Whether Rochester or elsewhere, she has found that many in her audience find their personal resonance with her songs, even as she selects and crafts them as part of her own journey.

"My songs, they're kind of ambiguous," Souter said. "Maybe it's that the songs I choose or the songs I write are open to multiple interpretations."

Once, she recalled, a man came up to her after a show and said, "That's the first time I've cried since my son died." Another time, a woman said: "Thank you for your concert. You've made me want to go home and make love to my husband."

John Nugent, co-producer and artistic director of the jazz festival, said, "Tessa Souter has become a favorite of (festival) fans not only because of her beautiful voice and amazing artistry but because of her warmth as a person.

"She is a beautiful human being who relates to her audiences as well as any artist we’ve ever presented," he said.

Tessa Souter sings with celloist Dana Leong at Kilbourn Hall at the 2015 Rochester International Jazz Festival.
Tessa Souter sings with celloist Dana Leong at Kilbourn Hall at the 2015 Rochester International Jazz Festival.

Souter will have two performances during the opening night of the festival, Friday, June 17, at Glory House International, which previously was the Lutheran Church at 111 N. Chestnut St.

"What I really love about that festival is it's so beautifully curated; it's kind of brave curation," Souter said, likening the festival line-up to the work of an interior decorator who takes varying and distinct pieces and packages them into an artistic symmetry.

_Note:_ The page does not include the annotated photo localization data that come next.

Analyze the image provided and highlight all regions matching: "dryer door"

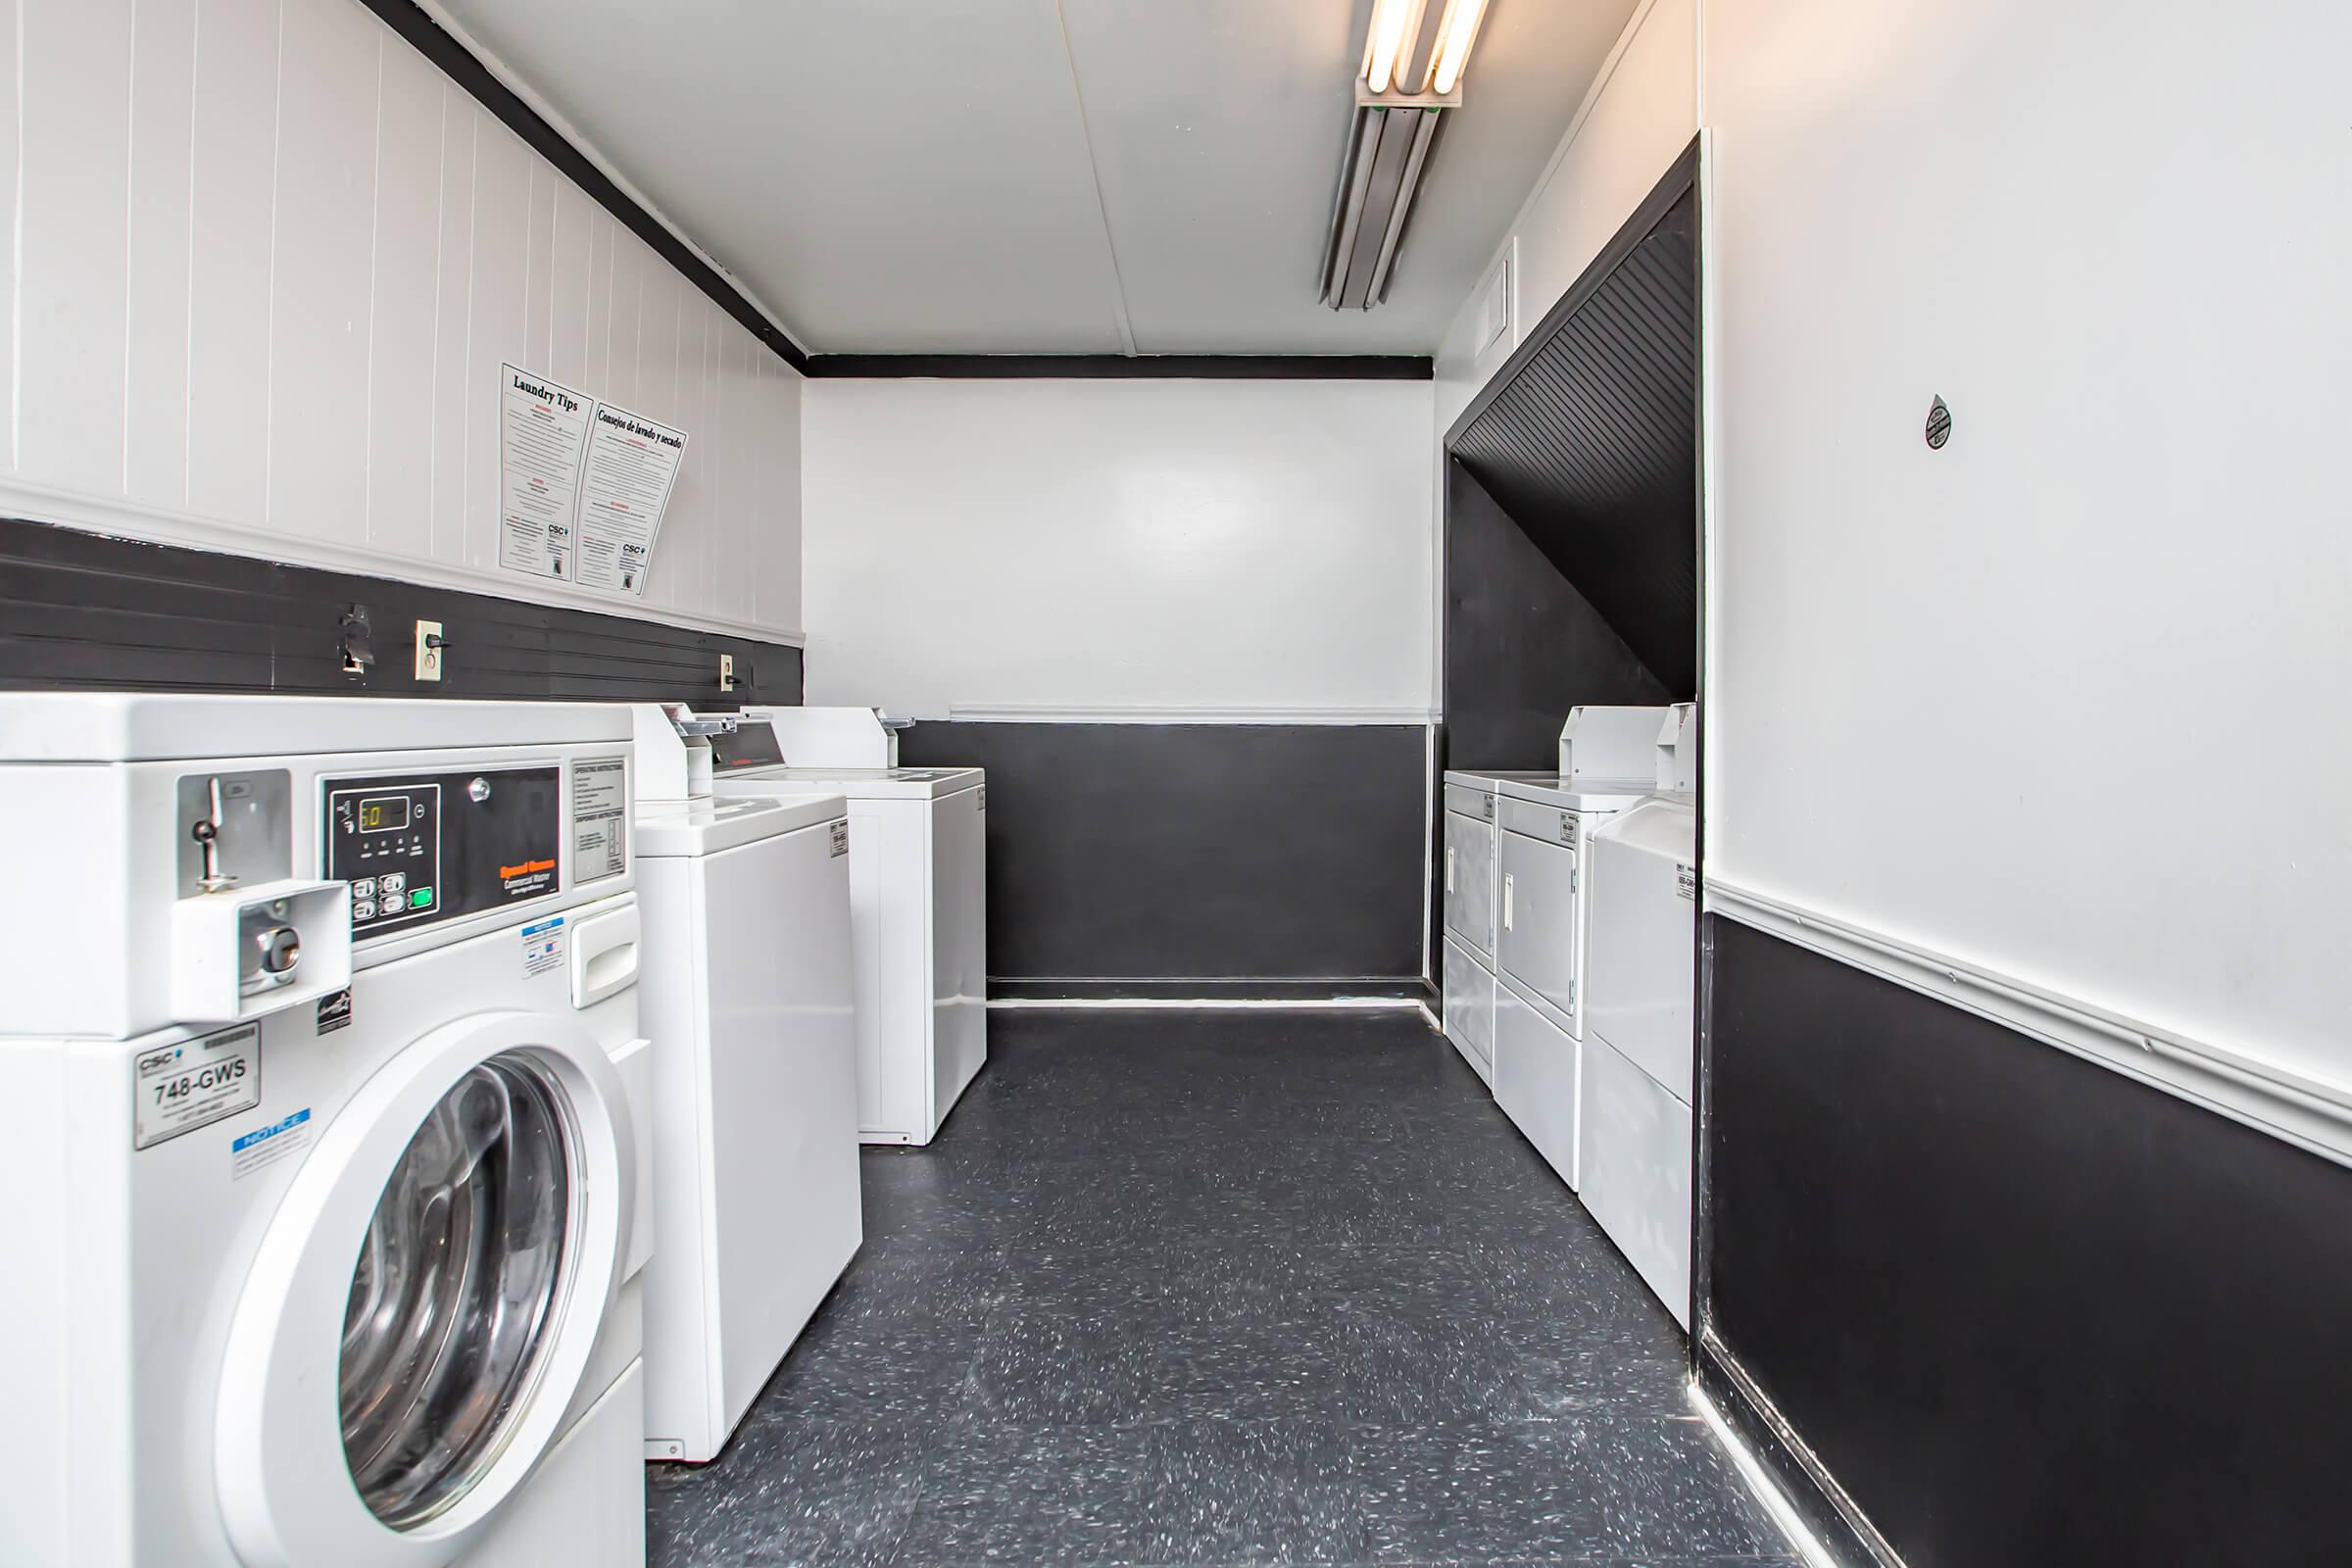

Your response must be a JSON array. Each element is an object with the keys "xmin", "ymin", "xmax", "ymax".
[{"xmin": 215, "ymin": 1010, "xmax": 636, "ymax": 1568}]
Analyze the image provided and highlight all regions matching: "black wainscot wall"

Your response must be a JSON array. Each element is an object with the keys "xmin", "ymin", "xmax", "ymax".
[
  {"xmin": 0, "ymin": 516, "xmax": 802, "ymax": 707},
  {"xmin": 899, "ymin": 720, "xmax": 1426, "ymax": 998}
]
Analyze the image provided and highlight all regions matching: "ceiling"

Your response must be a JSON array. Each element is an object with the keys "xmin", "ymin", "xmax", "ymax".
[{"xmin": 429, "ymin": 0, "xmax": 1639, "ymax": 357}]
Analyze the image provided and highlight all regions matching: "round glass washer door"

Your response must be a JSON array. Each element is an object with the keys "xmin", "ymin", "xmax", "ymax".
[
  {"xmin": 340, "ymin": 1053, "xmax": 571, "ymax": 1528},
  {"xmin": 216, "ymin": 1009, "xmax": 636, "ymax": 1568}
]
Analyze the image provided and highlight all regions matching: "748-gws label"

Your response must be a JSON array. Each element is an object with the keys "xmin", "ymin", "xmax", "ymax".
[{"xmin": 134, "ymin": 1022, "xmax": 262, "ymax": 1150}]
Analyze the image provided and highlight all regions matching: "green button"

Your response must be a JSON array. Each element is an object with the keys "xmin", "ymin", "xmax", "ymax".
[{"xmin": 410, "ymin": 888, "xmax": 434, "ymax": 908}]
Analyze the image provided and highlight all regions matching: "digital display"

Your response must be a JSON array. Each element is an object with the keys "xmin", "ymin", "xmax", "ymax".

"Because they've been curated by one designer, they are coherent," she said. "They're all very different, but they're coherent.

"Another thing I love about the festival are the audiences. They're really amazing people. They are such jazz fans in Rochester. It's so beautiful to play for them. You really feel embraced."

There is another reason she keeps returning, Souter said.

"Because they keep inviting me back."